I felt so extremely helpless (kinda wish I would have had my really good cattle dog out to try to stop it), stupid even, for just letting them together in a big field.

We may get some lambs out of him! He was only with one of my ewes.  I'm praying for girls!  I was actually going to put him in with two younger ewes that needed bred (daughters of the ram that's alive) in a week or so, now I guess I'll have to sell them both or buy a ram for a little then sell him.

Here is a picture of Winchester (the one who didn't make it) just a few days ago, he was such a big pretty boy! Don't you wonna kiss those lips?!


----------



## BrownSheep (Apr 11, 2012)

I'm so sorry. We've been lucky and our big guy and little guy get along a-okay. I'm thinking pink for your lambies


----------



## terrilhb (Apr 11, 2012)

I am so sorry.


----------



## rmbgky (Apr 11, 2012)

This brings up the question of how to dispose of larger animals when they die or you cull them.


----------



## SheepGirl (Apr 11, 2012)

rmbgky said:
			
		

> This brings up the question of how to dispose of larger animals when they die or you cull them.

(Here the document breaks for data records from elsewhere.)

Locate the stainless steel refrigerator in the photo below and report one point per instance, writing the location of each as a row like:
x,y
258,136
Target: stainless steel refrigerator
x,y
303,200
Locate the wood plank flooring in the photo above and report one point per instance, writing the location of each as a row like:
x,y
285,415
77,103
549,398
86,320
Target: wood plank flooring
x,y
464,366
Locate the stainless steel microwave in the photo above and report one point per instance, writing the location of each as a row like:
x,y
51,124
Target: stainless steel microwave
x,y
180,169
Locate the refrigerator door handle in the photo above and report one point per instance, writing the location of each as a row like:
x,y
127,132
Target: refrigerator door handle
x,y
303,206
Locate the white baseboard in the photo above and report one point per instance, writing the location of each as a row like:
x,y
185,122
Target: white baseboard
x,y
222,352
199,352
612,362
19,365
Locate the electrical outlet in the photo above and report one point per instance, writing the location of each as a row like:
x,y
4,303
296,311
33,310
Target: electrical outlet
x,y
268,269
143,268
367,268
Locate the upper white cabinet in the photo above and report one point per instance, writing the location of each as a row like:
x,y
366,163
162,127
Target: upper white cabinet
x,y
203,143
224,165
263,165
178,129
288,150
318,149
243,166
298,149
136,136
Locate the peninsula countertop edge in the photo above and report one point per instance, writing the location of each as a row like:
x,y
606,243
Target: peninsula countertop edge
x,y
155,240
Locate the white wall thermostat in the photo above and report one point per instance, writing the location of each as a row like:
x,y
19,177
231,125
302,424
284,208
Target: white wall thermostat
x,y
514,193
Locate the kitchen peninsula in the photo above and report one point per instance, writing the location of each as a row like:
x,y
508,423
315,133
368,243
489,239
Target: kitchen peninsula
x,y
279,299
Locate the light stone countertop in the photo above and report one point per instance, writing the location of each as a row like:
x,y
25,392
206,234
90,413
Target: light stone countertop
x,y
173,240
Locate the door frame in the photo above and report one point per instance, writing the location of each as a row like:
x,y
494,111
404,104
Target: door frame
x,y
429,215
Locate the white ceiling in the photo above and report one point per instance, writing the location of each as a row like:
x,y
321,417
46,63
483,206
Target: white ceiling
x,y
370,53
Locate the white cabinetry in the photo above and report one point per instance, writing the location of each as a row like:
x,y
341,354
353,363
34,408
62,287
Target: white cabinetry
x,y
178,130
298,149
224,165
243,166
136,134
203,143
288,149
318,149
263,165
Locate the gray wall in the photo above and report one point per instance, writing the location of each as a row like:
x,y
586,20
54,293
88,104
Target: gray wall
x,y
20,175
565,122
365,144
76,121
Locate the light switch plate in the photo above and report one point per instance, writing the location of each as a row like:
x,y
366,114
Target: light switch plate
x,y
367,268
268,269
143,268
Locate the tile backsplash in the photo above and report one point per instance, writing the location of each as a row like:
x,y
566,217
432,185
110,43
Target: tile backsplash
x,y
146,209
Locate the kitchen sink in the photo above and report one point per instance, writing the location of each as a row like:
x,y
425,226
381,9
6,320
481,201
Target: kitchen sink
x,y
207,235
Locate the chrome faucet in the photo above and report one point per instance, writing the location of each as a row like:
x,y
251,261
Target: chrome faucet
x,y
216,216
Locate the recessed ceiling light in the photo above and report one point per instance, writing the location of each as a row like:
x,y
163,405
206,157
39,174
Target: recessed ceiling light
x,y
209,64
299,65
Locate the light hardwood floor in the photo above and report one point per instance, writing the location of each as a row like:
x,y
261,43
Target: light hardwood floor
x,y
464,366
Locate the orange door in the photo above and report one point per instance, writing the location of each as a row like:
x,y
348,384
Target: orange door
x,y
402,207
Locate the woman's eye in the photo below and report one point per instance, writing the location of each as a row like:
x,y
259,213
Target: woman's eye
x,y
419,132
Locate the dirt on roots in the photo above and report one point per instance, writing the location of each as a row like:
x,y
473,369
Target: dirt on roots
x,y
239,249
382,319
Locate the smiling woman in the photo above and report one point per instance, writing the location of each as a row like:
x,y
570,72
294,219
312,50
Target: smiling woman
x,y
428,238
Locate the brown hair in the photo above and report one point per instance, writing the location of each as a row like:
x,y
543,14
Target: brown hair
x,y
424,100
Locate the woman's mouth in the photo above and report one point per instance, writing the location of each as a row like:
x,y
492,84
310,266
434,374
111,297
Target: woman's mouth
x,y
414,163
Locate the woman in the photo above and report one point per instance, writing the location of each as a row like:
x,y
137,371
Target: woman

When I took my pre-vet large animal class, my ag teacher told me that (in our area, at least) it's illegal to bury anything over 100 lbs. We compost our sheep, though.


----------



## neener92 (Apr 11, 2012)

We live on a very large farm, about 1,500 acres. We bury our cattle and sheep whenever we can, other times we take them to our "bone grave yard" way back in the woods and lay them to rest.


----------



## Cornish Heritage (Apr 16, 2012)

Composting is a great way to go. We also will set a big bonfire here when needed.

Sorry you lost your ram.

Liz


----------



## neener92 (Apr 18, 2012)

We have Winchester lambies! A ewe and a ram! Winifred and Chester, I think that is appropriate!


----------



## Cornish Heritage (Apr 18, 2012)

Congratulations! 

Liz


----------



## Remuda1 (Apr 19, 2012)

awesome! We gotta have Pics!


----------



## neener92 (May 4, 2012)

Here they are....
Ram lamb, he looks so much like his daddy! For some reason he isn't doing well.....just my luck! 






Ewe lamb.


----------



## terrilhb (May 4, 2012)

Oh no. He is gorgeous. I hope he starts to feel better.


----------



## Cornish Heritage (May 4, 2012)

> Ram lamb, he looks so much like his daddy! For some reason he isn't doing well.....just my luck! sad


Oh they are adorable! It is VERY frustrating when a line you really need to replace just doesn't do well. We have a boar here that we are desperately trying to get a son out of but the girls survive & the boys die! Hope your ram does not quit on you but starts to thrive. 

Liz


----------



## neener92 (May 14, 2012)

The ram lamb seems to be doing better! YAY!


----------



## Cornish Heritage (May 16, 2012)

Wonderful!

Liz


----------



## Southdown (May 16, 2012)

My Leroy just died last week.  We weren't sure if the other ram killed him or not.  We thought he might have choked because he died within a 20 minute time frame.  There weren't any signs of fighting, but then again, maybe there wouldn't be any physical signs.  Ours had been penned together for a while prior.  But I can relate because the ram that did die was the calm and friendly one.  Why do the good die young?  Of course, my big, fat older ram is alive and well.  He'll probably live forever.  Yes, the good die young and the favorites seem to go first.  I am sorry for your loss too!

Someone asked about bodies?  We got our skid loader and dug a big hole in the yard with the bucket.  Then he had to cover it back up.  Leroy is next to a new apple tree and I dedicated the tree in his honor.  Sounds cheesy, but I like my animals.  We will have to re-seed the grass.  It was very difficult emotionally to have put him in the dirt.  My husband wouldn't drive over it because it bothered him.


----------